Boussaina Chaabane, prima collaboratrice del presidente Assad, ha dichiarato che “il paese è obiettivo di un piano tendente a mettere zizzania tra le diverse comunità per chiudere un’esperienza unica di coesistenza”. Ha detto di dolersi del fatto che i media giochino un ruolo di mobilitazione contro la Siria, raccontando solo una parte e non tutta la verità. Inoltre “le autorità siriane daranno immediatamente risposta alle rivendicazioni giuste e legittime del popolo siriano”, ha dichiarato Chaabane. Ha anche accusato alcuni rifugiati palestinesi del campo di Ramel, vicino a Lattaqué, di avere creato una fitna (divergenza confessionale), sparando sulle forze di sicurezza e sui manifestanti per far montare la tensione tra i due campi.

Evitare lo scontro
Da parte sua, il segretario del Fronte Popolare di Liberazione della Palestina – Coando Generale (FPLP-CG) ha smentito ogni coinvolgimento di Palestinesi del campo di Ramel nei fatti di sabato.  Secondo l’International Crises Group, Assad potrebbe fare delle nuove concessioni per evitare lo scontro ed avviare delle riforme politiche ed economiche . “La Siria si trova potrebbe trovarsi ad una svolta del suo regime”, ha detto l’organizzazione.

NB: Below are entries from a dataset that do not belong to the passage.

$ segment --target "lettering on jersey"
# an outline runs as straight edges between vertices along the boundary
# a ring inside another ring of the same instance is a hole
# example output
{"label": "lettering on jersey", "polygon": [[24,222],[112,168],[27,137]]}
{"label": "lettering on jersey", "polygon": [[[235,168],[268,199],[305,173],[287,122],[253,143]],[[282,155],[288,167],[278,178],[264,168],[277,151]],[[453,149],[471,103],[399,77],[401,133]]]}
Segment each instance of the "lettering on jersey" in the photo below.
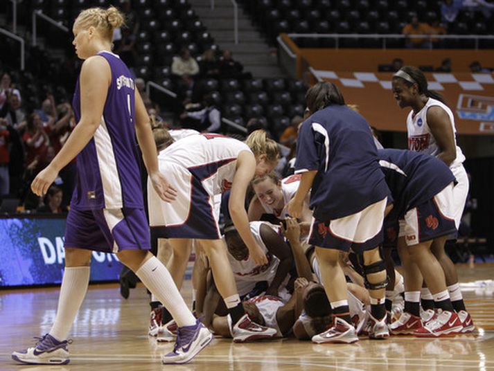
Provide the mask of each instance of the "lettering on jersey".
{"label": "lettering on jersey", "polygon": [[130,78],[121,75],[118,78],[116,79],[116,89],[117,90],[120,90],[123,87],[134,90],[134,80]]}
{"label": "lettering on jersey", "polygon": [[203,136],[205,136],[206,139],[214,139],[215,138],[228,138],[228,136],[225,136],[224,135],[209,134],[209,133],[205,133],[205,134],[202,134],[201,135]]}
{"label": "lettering on jersey", "polygon": [[317,233],[323,238],[326,238],[328,234],[328,226],[326,225],[326,223],[319,223],[317,224]]}
{"label": "lettering on jersey", "polygon": [[408,149],[410,151],[420,152],[429,147],[430,134],[415,135],[408,138]]}
{"label": "lettering on jersey", "polygon": [[223,179],[223,182],[221,183],[221,191],[225,192],[231,188],[231,182],[228,181],[227,179]]}
{"label": "lettering on jersey", "polygon": [[429,215],[425,218],[425,225],[427,226],[427,228],[436,229],[438,226],[439,226],[439,221],[437,220],[436,217]]}
{"label": "lettering on jersey", "polygon": [[393,242],[396,240],[396,228],[394,227],[389,227],[386,228],[386,237],[387,239]]}
{"label": "lettering on jersey", "polygon": [[302,179],[302,174],[294,174],[293,175],[290,175],[286,179],[283,181],[283,183],[285,184],[290,184],[290,183],[295,183],[296,181],[300,181]]}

Secondo gli specialisti vi sono solo due opzioni: una implica una iniziativa immediata e politicamente rischiosa che potrebbe convincere il popolo siriano che il regime intende impegnarsi in cambiamenti spettacolari. L’altra è una repressione che sfocerebbe quasi certamente in un esito sanguinoso e odioso.
Tra le concessioni fatte, la Siria ha deciso di abrogare lo stato di emergenza in vigore da quasi 50 anni, che limita le libertà pubbliche. “Non so quando sarà fatto”, ha tuttavia ammesso la consigliera di Bachar, la signora Chaabane. Precisando che subito dopo l’abrogazione, tutte le persone arrestate in virtù di esso saranno liberate.
Abdelhalim Khaddam, ex vice-presidente siriano, che ha lasciato nel 2005 il partito Baas e che non è molto popolare nell’opposizione a causa del ruolo svolto in passato nel regime, ha dichiarato sabato che il sangue dei martiri spazzerà via il regime. Ha invitato inoltre le forze armate a fare una scelta patriottica, schierandosi col popolo o con la famiglia al potere. Altra figura dell’opposizione siriana, Maamoun Al-Homsi, in esilio, ha esortato la comunità internazionale ad intervenire per far cessare il massacro dei civili. La repressione delle manifestazioni è stata condannata dalla comunità internazionale, ma gli osservatori non credono ad un intervento militare in Siria, alleato dell’Iran e coinvolto nei diversi punti caldi della regione.